With the cession of California to the United States following the Mexican-American War, the 1848 Treaty of Guadalupe Hidalgo provided that the land grants would be honored. As required by the Land Act of 1851, a claim for Rancho Santa Ysabel was filed with the Public Land Commission in 1852, and the grant was patented to Francisco Arce in 1866.

Arce sold parts of the rancho to Jeremiah Clark in 1853, to Manual Castro in 1855, to Theodoro Gonzales in 1859, and to Maurice Dore 1874. Francisco Arce died in 1878. Chauncey Hatch Phillips bought Rancho Santa Ysabel in 1886, and subdivided it to be sold as farm lots to individuals ready to settle in the area being opened up by the arrival of the railroad.

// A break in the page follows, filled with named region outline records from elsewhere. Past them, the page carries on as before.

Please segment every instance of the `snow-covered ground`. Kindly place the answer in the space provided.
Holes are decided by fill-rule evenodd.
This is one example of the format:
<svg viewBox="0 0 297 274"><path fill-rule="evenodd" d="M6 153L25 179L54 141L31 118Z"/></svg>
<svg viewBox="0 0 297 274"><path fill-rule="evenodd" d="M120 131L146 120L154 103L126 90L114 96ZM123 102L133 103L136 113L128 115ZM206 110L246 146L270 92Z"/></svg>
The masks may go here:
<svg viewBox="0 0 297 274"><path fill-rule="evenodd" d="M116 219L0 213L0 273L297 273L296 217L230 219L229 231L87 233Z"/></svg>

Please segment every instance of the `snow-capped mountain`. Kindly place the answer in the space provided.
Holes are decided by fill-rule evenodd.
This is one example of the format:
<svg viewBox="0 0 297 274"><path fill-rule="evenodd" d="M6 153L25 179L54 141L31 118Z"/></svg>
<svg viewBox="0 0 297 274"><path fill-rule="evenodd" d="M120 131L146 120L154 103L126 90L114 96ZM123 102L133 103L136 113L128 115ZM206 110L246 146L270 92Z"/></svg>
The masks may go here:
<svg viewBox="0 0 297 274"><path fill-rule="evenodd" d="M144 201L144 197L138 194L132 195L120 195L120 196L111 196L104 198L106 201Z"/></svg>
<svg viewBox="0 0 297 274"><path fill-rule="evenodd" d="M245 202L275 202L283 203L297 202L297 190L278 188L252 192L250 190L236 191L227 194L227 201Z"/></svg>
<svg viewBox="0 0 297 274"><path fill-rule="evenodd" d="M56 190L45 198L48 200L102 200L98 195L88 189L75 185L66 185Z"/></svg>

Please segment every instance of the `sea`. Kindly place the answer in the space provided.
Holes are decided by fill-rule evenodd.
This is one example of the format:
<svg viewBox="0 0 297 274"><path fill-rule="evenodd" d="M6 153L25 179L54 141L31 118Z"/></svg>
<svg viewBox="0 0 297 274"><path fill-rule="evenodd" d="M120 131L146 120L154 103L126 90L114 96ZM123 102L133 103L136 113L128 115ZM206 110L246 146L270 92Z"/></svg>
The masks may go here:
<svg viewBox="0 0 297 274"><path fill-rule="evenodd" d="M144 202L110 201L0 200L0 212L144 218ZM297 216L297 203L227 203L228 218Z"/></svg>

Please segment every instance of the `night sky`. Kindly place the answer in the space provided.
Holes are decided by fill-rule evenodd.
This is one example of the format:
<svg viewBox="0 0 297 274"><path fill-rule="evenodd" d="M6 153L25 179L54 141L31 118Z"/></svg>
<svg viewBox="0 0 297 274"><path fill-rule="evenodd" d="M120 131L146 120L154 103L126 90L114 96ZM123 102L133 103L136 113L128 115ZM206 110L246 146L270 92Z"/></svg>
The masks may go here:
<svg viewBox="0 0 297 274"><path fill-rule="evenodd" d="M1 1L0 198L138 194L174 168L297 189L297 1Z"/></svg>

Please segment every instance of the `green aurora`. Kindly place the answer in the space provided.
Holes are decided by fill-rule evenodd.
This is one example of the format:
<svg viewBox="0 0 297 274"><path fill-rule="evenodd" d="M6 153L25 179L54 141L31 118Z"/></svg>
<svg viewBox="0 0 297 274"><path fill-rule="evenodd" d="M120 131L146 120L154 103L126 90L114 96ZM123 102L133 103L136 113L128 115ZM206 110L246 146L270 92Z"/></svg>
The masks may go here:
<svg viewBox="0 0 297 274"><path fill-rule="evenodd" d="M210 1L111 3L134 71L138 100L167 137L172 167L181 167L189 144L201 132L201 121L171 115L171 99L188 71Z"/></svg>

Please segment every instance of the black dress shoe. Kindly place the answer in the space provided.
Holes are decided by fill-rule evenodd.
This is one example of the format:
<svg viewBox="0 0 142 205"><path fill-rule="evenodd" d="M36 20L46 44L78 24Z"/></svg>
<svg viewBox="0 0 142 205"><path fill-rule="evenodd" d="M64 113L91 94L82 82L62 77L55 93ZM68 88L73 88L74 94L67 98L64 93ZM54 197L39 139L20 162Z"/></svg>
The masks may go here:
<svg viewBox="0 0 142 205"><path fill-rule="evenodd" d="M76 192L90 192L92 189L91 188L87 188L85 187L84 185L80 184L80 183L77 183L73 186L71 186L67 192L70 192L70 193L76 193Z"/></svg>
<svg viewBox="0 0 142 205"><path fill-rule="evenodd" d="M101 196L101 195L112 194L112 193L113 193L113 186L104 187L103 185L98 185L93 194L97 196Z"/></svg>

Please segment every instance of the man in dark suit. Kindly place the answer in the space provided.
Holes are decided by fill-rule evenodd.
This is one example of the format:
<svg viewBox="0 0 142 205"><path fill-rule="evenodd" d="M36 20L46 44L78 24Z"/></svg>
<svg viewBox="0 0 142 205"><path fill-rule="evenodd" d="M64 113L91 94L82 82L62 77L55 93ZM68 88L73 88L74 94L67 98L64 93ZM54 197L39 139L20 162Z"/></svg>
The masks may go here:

== Chauncey Hatch Phillips ==
Chauncey Hatch Phillips (1837-1902) was a San Luis Obispo real estate developer who acquired, subdivided and sold a number of Mexican land grants. Phillips was born in Ohio and in 1862 married Jane Woods in Wisconsin. In 1864, leaving his wife and child behind, Phillips came to Napa as a teacher. He entered a law office and studied law. From 1865 to 1870, he worked for the Internal Revenue Service. In 1871 he moved to San Luis Obispo, and opened a bank. In 1875, he purchased Rancho Moro y Cayucos, and laid out the town of Cayucos. In 1878, he retired from the bank, to devote his time to real estate ventures. In 1882, he made arrangements with Steele Brothers to sell their lands on the Rancho Corral de Piedra, Rancho Bolsa de Chamisal, Rancho Arroyo Grande, and Rancho Pismo. In 1883 Phillips bought and sold Rancho San Miguelito. In 1886, Phillips founded the West Coast Land Company.